Cake
I started this blog to write about programming and technology, but my domain name is probably better suited to writing about my other love: food. I've already written about steak, so I thought I should write about something that rhymes: cake.
There sure are a lot of recipes for a regular old sponge cake on the internet. There's a few differences between them, the odd hint of vanilla extract here or a bit of margarine there, but they've all got at least one thing in common: eggs.
The recipes vary in units for the other ingredients; grams, ounces and even - heaven forbid - cups, but eggs are pretty much always specified as a whole number of eggs. Sometimes it's just '3 eggs', sometimes it's '3 large eggs' or '4 medium eggs', but it's mostly a variation on that theme.
Bad Eggs
A quick survey of the eggs in my kitchen reveals quite a discrepancy in weight. Here's a (sorted) list:
----------------
| Egg | Weight |
|-----|--------|
| 0 | 51g |
| 1 | 53g |
| 2 | 53g |
| 3 | 54g |
| 4 | 57g |
| 5 | 58g |
| 6 | 60g |
| 7 | 61g |
| 8 | 62g |
| 9 | 63g |
| 10 | 65g |
| 11 | 65g |
----------------
These were all from a box of 'medium' eggs.
One of the first sponge cake recipes I found calls for '2 medium eggs'. Depending on which eggs I happened to pick for that recipe, I could be using as little as 104 grams of egg, or as much as 130 grams; a whopping 25% more.
For a discipline such as baking, that so often requires precision, specifying '125 grams of flour', and then '2 eggs' just seems silly.
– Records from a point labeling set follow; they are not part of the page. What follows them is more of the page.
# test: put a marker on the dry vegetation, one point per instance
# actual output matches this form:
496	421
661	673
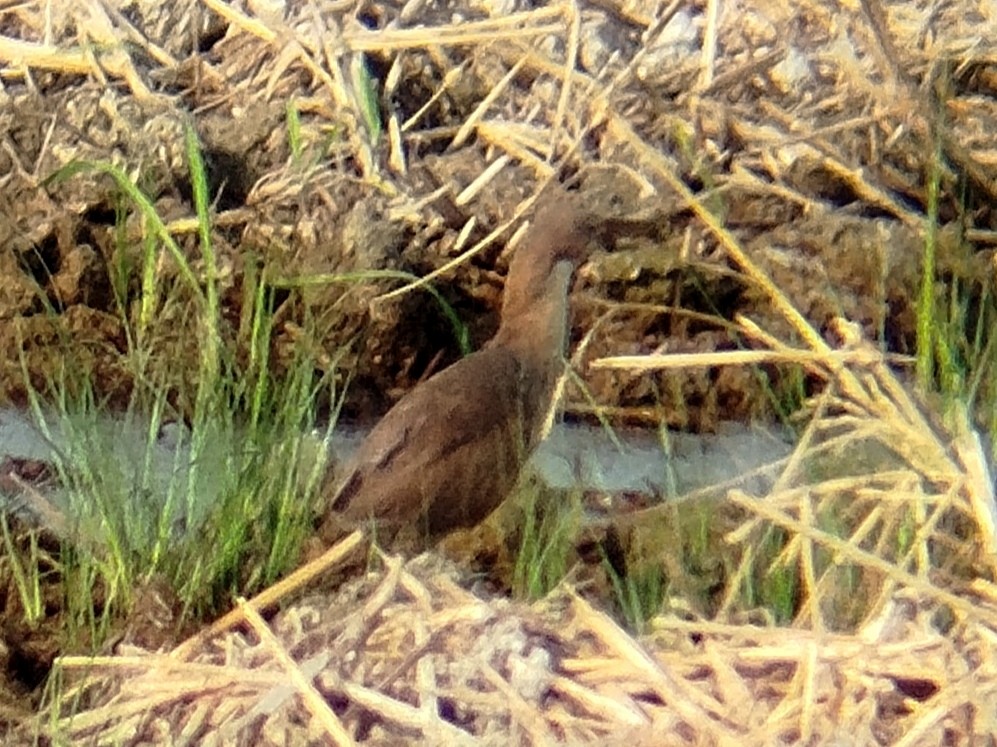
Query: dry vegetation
784	154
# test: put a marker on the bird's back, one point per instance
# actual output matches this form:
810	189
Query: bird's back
447	453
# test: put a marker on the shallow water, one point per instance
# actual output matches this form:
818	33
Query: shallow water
573	456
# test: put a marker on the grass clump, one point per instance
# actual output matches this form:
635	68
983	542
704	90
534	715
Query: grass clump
213	489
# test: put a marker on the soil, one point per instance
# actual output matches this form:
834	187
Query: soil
813	139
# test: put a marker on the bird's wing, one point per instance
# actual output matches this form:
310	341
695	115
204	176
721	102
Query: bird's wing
466	402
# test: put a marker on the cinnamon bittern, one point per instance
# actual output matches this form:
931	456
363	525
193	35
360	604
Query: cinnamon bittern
451	450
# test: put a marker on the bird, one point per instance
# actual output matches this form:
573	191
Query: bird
451	450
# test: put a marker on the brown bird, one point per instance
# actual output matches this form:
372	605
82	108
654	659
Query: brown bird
451	450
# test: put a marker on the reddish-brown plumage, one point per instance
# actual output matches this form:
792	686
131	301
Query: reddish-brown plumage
451	450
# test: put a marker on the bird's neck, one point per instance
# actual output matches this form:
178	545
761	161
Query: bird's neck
534	320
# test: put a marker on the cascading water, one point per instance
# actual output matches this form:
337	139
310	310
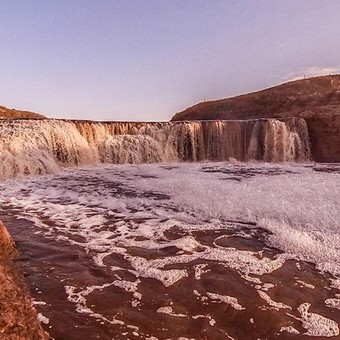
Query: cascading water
44	146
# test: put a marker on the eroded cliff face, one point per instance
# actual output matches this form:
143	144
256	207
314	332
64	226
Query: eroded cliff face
324	134
18	318
315	99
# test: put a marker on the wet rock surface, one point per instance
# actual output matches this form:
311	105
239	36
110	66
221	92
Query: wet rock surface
18	317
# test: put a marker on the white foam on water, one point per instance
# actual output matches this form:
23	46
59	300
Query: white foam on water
229	300
333	303
289	329
118	208
43	319
315	324
79	299
274	304
305	284
169	310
Some recipes correct for the potential inaccuracy by specifying a weight of egg, and some recipes go one step further by specifying the weight of egg white and egg yolk separately!
This can seem like a bit of a faff; you've got to mess around separating the eggs, when what you really want to be doing is eating cake as soon as possible. It can seem like a bit of a waste too: what if you only need to use 20% of an egg? If you've got no more baking planned for the day, what use is 80% of an egg?
My (actually my mother's) solution is easy: weigh the eggs, use the same weight for your flour, butter and sugar. This eliminates the egg-weight inconsistency, doesn't waste any eggs, you can change the size of the cake by adding or removing eggs, and it's easy; you don't even need any scales.
Eureka
If you've got force-measuring scales you can just make a note of how much the eggs weigh. If you've got balance scales you can put the eggs on the side usually used for the weights and the ingredients in the other. Or you could make like Archimedes.
Find a large transparent container, like a clear plastic bowl or a glass tankard, and fill it roughly one quarter of the way with water. Then find a second, smaller container (like a plastic beaker or another bowl) and put the eggs in it. I used a measuring jug and a drinks bottle with the top cut off.
Float the container of eggs in the water and watch the water level rise! Mark the water level on the outer container with a marker or bit of tape.
Take the eggs out of the inner container and fill it with your next ingredient until the water level is back up to the mark.
Repeat for the rest of your ingredients and you should have roughly the same weight of everything. It's a good idea to weigh your dry ingredients first so that subsequent ingredients don't stick to the container.
I used the Archimedean method to 'weigh' three eggs, and then tried my best to get the same weight of flour, butter and sugar. To see how accurate I'd been, I then weighed each ingredient with my digital scales.
------------------------------
| Ingredient | Actual Weight |
|------------|---------------|
| Eggs | 175g |
| Sugar | 180g |
| Flour | 171g |
| Butter | 178g |
------------------------------
Not bad! Not bad at all! Out by 5 grams at the most; much less than the 25% I could have been out by blindly following a '3 egg' recipe.
The Proof Is In The Pudding
Cream the butter and sugar together, beat in the eggs, mix in the flour and stick it all in a couple of cake tins. I've found 15 to 20 minutes at 180°C (in an electric fan oven) works well for me. The classic test for checking if a cake is done or not is to stick a skewer in the middle of it; if it comes out covered in raw cake mixture: it ain't done yet.
My favourite filling for a sponge cake is buttercream and seedless raspberry jam. Equal weights work well for buttercream too; but it's much less critical. To save time (my partner was growing impatient by this point) I weighed out 100 grams of butter and 100 grams of icing sugar with my digital scales, and then mixed them up good and proper.
Just don't do what I did and put the buttercream on the cake before it's fully cooled. I did say I wanted to eat cake as soon as possible. Whoops.
Why?
I used this method to make cake at university, when I actually didn't have any weighing scales. I tried making a balance scale, but that turned out to be quite difficult to do. Given the choice, I would weigh the eggs without shells on a digital scale, but that's not always an option.
The cake was lovely by the way; despite the melted buttercream. It got t'other 'alf's seal of approval anyway.